Algo debemos al cosmos, sí, al universo mismo con todos sus soles y todas sus galaxias y todas sus mariposas. Algo debemos a todo ese poder, a toda esa energía que una tarde o una noche nos puso en contacto a ti y a mí; entró en nosotros para unirnos, y eso que sentimos en el pecho y que no podíamos explicar, porque no teníamos que explicarnos nada, no eran más que dolores de parto de nosotros naciendo en nosotros mismos, cada quien dentro del otro, un grano de arena recién sembrado en nuestra sensibilidad molusca.
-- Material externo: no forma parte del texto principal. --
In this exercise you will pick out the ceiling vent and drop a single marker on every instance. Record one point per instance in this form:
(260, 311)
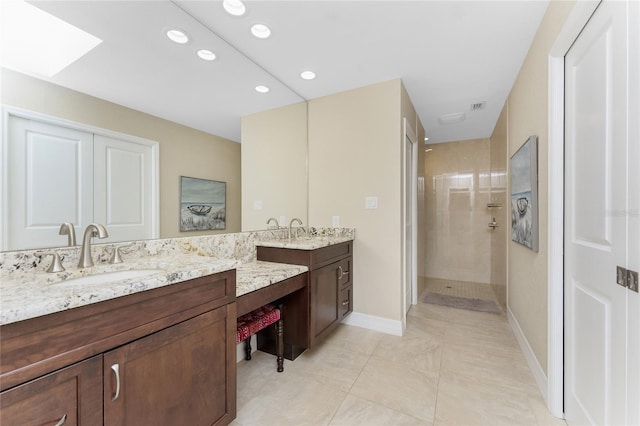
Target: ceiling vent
(477, 106)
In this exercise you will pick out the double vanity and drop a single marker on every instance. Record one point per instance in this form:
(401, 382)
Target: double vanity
(152, 340)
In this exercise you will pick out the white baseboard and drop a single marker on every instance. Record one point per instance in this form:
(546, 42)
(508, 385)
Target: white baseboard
(372, 322)
(537, 371)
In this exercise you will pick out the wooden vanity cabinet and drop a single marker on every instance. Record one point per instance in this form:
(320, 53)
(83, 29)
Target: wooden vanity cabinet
(70, 396)
(176, 376)
(330, 283)
(164, 356)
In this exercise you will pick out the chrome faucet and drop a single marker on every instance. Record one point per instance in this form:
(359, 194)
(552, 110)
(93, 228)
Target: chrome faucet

Y no había forma de oponernos. No lo hicimos. Dejamos que el universo actuara con toda su sabiduría, con todos sus designios, con todos sus trazos sobre nuestra geografía astral, sobre nuestros cuerpos cuánticos, sobre ti y sobre mí en una aceptación total de lo que se nos tenía preparado. Permanecimos en silencio, sorprendidos cuando nos dimos cuenta de la simetría de nuestras almas; de la unión perfecta de las manos; de la temperatura exacta en nuestra piel, verdaderamente sorprendidos, en un estado de paz indescriptible: la paz de nuestro abrazo.
Pero ya no lo tenemos, porque también tuvimos la oportunidad de equivocarnos y lo hicimos. Porque también en el universo hay relámpagos, y la figura de un relámpago es igual a la de una grieta, a la manifestación evidente del rompimiento. Y nosotros nos equivocamos, nos rompimos… por eso debemos algo al cosmos, porque no nos importó toda aquella movilización de estrellas para que tú y yo un día pudiéramos simplemente vernos a los ojos.